Give one a whole different perspective on Disney movies, huh?
It’s Girl Scout Cookie time. Ava wants to start a diet tomorrow. Shocking! we know. The rest of us don’t know how successful that will be with Amylynn running around with cute, tasty boxes of calories. We just shrug. Ok, Ava, go right ahead. Here can you hold this sleeve of Thin Mints. Hey! Where are my Thin Mints? So here’s our week in the gag reel.
- Barak. As a president, Barak’s reign has been frustrating and a letdown, but it can’t be said that the man himself is ever boring or less than charming. That fact was never more evident than this past week. Example number one occurred when he went to Disney World for a press conference and remarked how happy he was to meet Mickey Mouse.
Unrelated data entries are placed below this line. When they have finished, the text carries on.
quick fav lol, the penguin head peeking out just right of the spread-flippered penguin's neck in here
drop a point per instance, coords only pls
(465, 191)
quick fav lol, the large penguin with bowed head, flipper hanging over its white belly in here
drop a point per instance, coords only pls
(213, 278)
Said the president, “Nice to meet a world leader who has bigger ears than me!” The Sisters love a man who can poke fun at himself. We do it all the time – not make fun of Barak, but of ourselves. Example number two had Mr. President at the Apollo Theater for another speaking engagement where he wowed the crowd with a pretty decent, if shy and a bit timid, version of Al Green’s Let Stay Together. Charming we say. Charming.
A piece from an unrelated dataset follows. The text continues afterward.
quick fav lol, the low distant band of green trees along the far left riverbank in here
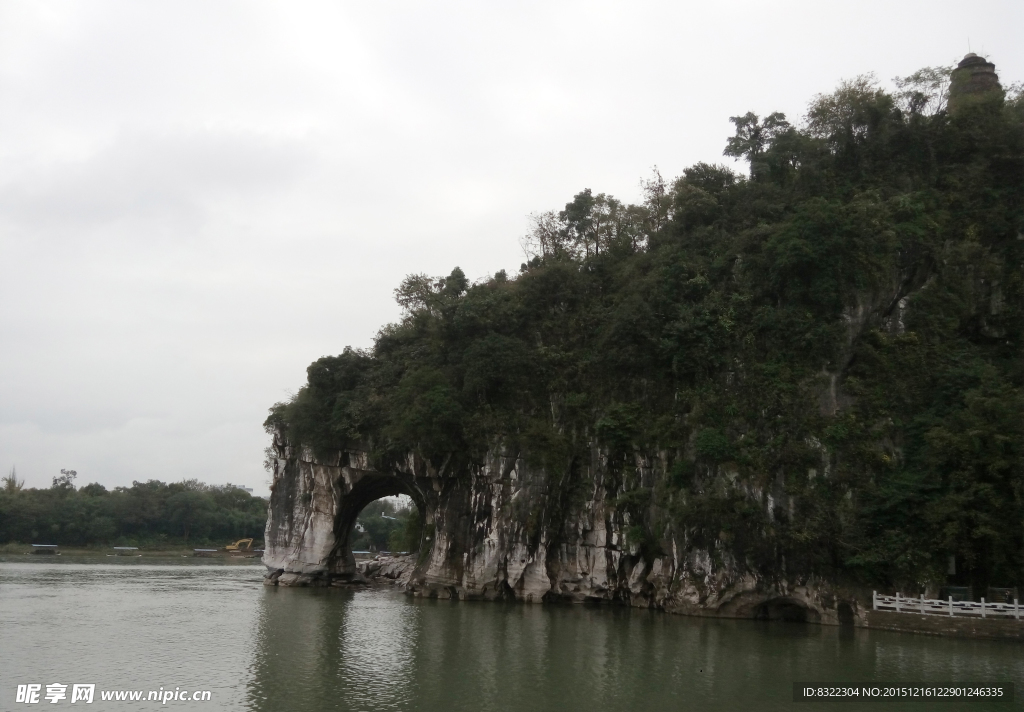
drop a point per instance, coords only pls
(151, 514)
- Obama. Our buffoon of a governor, Jan Brewer, made national news – again – by looking like a crazy idiot – again. When looking at this picture, however, the Sisters can’t help but want to add dialogue. Jan – Blah blah blah blah I’m spouting delusional crazy person stuff blah blah blah. President – Uh huh. Could you step back, please? Personal space. I’m sure you understand. Jan – Blah blah blah I’m a lunatic with awful hair blah blah blah. President – Riiiiiiight. Jan (waggling finger) – Blah blah blah scorpion waffles illegal immigrants blah blah. President – OK. I’m done here. Good day, Madam. (turns to go) Jan – Blah Blah look at my press coverage blah blah. President – I SAID, ‘GOOD DAY’.
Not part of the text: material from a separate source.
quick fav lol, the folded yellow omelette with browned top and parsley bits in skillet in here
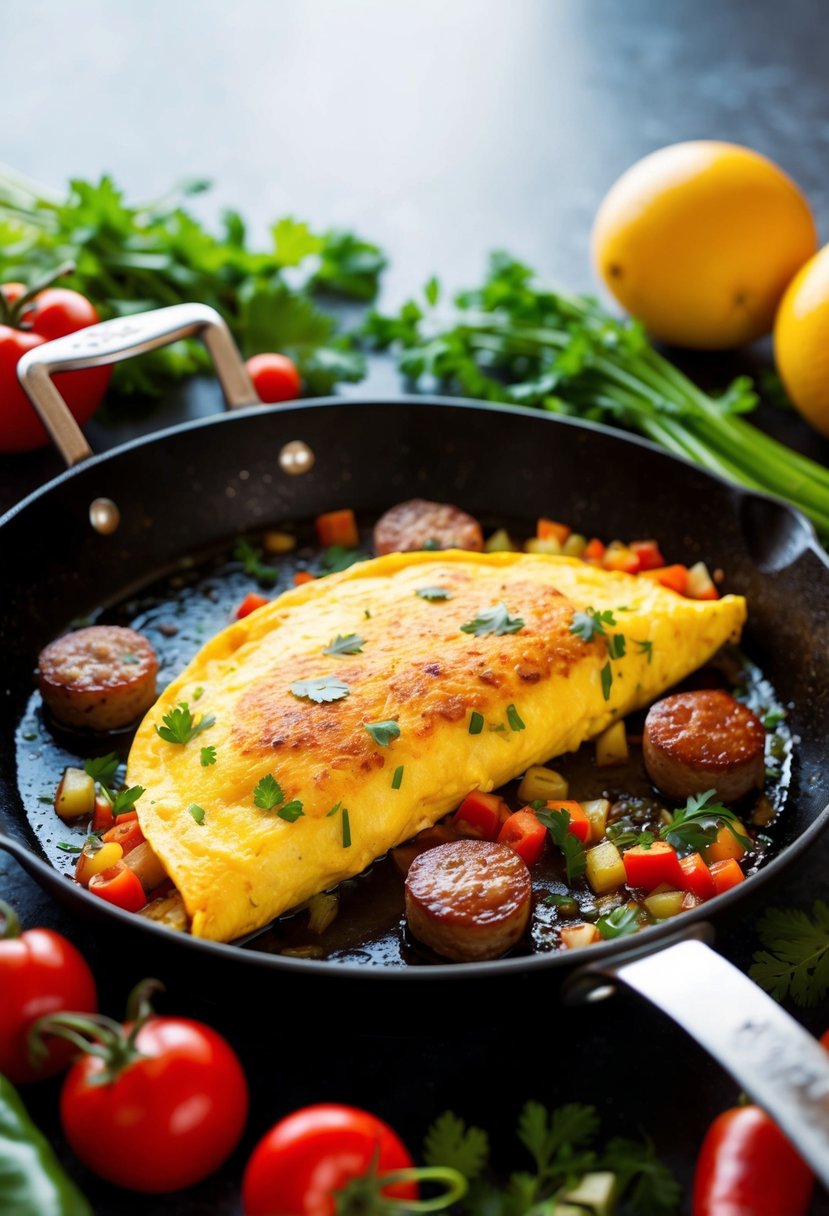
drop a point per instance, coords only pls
(356, 711)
- Gongs. Yeah, we said it. Gongs. We’ll bet that you, just like us, had no idea
that gongs were a big deal much less important enough to land front page acreage in the Wall Street Journal. We were all mistaken. Apparently, gongs are economic indicators. Also, specialty gongs called “Planet Gongs” they are single handedly going to stop the world from coming to an end December 21, 2012. Apparently the believers say the sound energy from all the gongs will halt the end of the world. There is another gong named after a planet past Neptune named Sedna which is turned to that planet’s cosmic energy. How the hell can they know that? We don’t know, but we guess we’ll just trust them. There is an entire yoga practice around gongs. We blink in amazement. In case you’re interested in purchasing your own gong, they’re all over the Internet but the rules state any gong over 38 inches is an “outside gong”. Who knew
- Turtle smugglers. The Sisters read this news bulletin with a great deal of interest since we’re planning our own bit of smuggling. In this incident, customs officials found 1,495 pig-nosed turtles being smuggled in two suitcases. That’s a lot of turtles people – even if they are wee little turtles. We can’t imagine stuffing 1,495 anythings into two suitcases, especially things that are alive. We thought of this as a cautionary tale while we plan our panda/llama/porcupine/red panda smuggling operation. On one hand, it seems like stuffing a live thing in a suitcase is a bad plan, but if you were a customs authority would you open a suitcase that was
growling? Us neither.
- Intellectual disability. The Federal government in its infinite wisdom has again added a new politically correct exchange to our vernacular. The Sisters think there is no reason in this world why you would ever need to be mean to disadvantaged people, but we are also concerned that we’re raising a nation of mamby pamby shrinking violets who can’t handle life. That being said, we’d like to know if one can collect disability from the federal government for this since we’re certain we could get enough signatures on a petition testifying that we’re idiots. We’re just asking.